A version of this with the angle changed to reflect more on the food aspect was published in the Hindu books section. Read that here.
“The
Queen let another drop fall from her bottle on to the snow, and
instantly there appeared a round box, tied with green silk ribbon ,
which when opened , turned out to contain several pounds of the best
Turkish Delight. Each piece was sweet and light to the very centre
and Edmund had never tasted anything more delicious.” - C.S
Lewis, The Lion, The Witch And The Wardrobe
I forget when Narnia fell out of
fashion and it became a party piece to tell readers that the author,
C.S Lewis, really meant it to be a Christian allegory. “Don't you
see,” someone will say to me earnestly, when I tell them the books
were my earliest experience with fantasy, “The lion was Christ! It
was a Christian book!” Then they sit back, ready to be smug and
delighted by those facts dawning on me. They're not the first ones to
tell me, nor will they be the last, and Narnia-defenders, like myself
(or should I call us apologists?) have this bowed, wary expression
even as we admit all the things we loved about the books. What was
not to love? Talking animals! Magical doorways! Fauns! Little
children who became kings and queens! Learning that the worst thing
you could be was a traitor! (Second worst: coward.)
There
is an argument to be made about not re-reading your old favourite
books as an adult. Your rational mind isn't supposed to stop and
examine a problematic bit of prose, you're supposed to skim right
along, breathless and caught up in the adventure like the heroes
you're reading about.
The
first time I read about Turkish Delight was in The Lion, The Witch
And The Wardrobe, the very first
of the Narnia books, which, if you're not familiar is about four
English children who stumble through a wardrobe into a magic land and
overthrow the evil queen who has been ruling there for many years.
Before they can overthrow her, one of the children—Edmund—is
lured into her power by the magic Turkish Delight she feeds him. This
makes him silly and vulnerable—not unlike being roofied—and soon,
he is her spy.
“She comes of your father Adam's first wife, her they called
Lilith. And she was one of the Jinn.” The
words used to describe the White Witch by the friendly Beaver, who is
helping the children. Lilith, from the Bible, was, actually created
the same time as Adam, but out of the same dirt as him—unlike Eve,
who was created from his rib. In an excerpt from The Hebrew Myths by
Robert Graves, Lilith was banished because she did not want to “lie
beneath Adam” since she was created out of the same dirt he was,
and didn't see why she had to obey him. She left him eventually, and
became a demon or in charge of the demons, and was basically the
first example of a woman who chose to do what she wanted. Jinns on
the other hand, are supernatural creatures of Arabic and Muslim
mythology, and it's mostly to this that the Narnia books take
exception. While the Beavers and the children eat fish and potatoes,
Edmund has already been corrupted by the Turkish Delight, he betrays
his whole family for it, and is betrayed in turn. (In later books,
the dark-skinned Calormen have many gods and are slightly ridiculous,
and the hero turns out to be a royal Northern, beautiful and fair and
ruled by Aslan, the Christ-lion figure).
“He had eaten his share of the dinner, but he hadn't really
enjoyed it because he was thinking all the time about Turkish
Delight—and there's nothing that spoils the taste of good ordinary
food half so much as the memory of bad magic food.”
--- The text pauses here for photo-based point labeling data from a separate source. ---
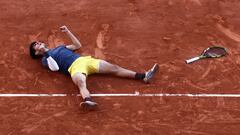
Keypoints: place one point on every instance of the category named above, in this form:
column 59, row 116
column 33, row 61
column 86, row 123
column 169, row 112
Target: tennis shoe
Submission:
column 150, row 73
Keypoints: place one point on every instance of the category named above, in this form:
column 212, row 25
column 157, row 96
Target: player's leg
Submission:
column 108, row 68
column 80, row 80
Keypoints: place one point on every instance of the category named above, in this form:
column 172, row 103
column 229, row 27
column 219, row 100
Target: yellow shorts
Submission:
column 85, row 64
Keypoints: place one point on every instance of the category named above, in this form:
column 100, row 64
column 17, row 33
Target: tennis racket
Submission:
column 211, row 52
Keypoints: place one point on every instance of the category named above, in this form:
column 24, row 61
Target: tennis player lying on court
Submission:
column 63, row 59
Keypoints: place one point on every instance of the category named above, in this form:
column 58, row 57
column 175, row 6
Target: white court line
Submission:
column 136, row 94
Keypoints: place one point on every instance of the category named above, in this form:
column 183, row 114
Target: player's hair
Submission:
column 32, row 51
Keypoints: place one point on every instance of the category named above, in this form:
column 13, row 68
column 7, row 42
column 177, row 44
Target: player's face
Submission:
column 40, row 48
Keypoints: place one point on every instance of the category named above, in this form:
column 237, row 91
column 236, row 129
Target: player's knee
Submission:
column 115, row 69
column 79, row 80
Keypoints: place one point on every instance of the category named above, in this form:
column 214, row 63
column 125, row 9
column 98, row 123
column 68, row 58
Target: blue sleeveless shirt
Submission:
column 63, row 56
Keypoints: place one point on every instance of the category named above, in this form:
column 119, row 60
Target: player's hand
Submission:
column 64, row 28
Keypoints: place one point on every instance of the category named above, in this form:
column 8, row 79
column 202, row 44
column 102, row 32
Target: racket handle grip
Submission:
column 192, row 60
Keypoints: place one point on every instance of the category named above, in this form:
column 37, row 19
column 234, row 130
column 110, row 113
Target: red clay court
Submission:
column 134, row 34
Now, in Lewis' time, Turkish
Delight was the ultimate in imported confectionery, and in war-time
England, when the book was written and set, sweets were hard to get.
Researchers say that maybe the idea of Narnia under the White Witch
where it was “always winter and never Christmas” led Lewis to
think of the sweet, after all, sugar rations were scarce during the
time, and he probably drew parallels between that life and the one he
was creating in Narnia.
I didn't like Turkish Delight the
first time I ate it. I had conjured up something soft and sweet, a
little like a marshmallow, but more exquisite, and the reality was a
rubbery gel like thing, made of starch and sugar, flavoured with
rosewater. Not quite something I'd betray one person for, let alone
a whole country, but then, mine wasn't flavoured with magic.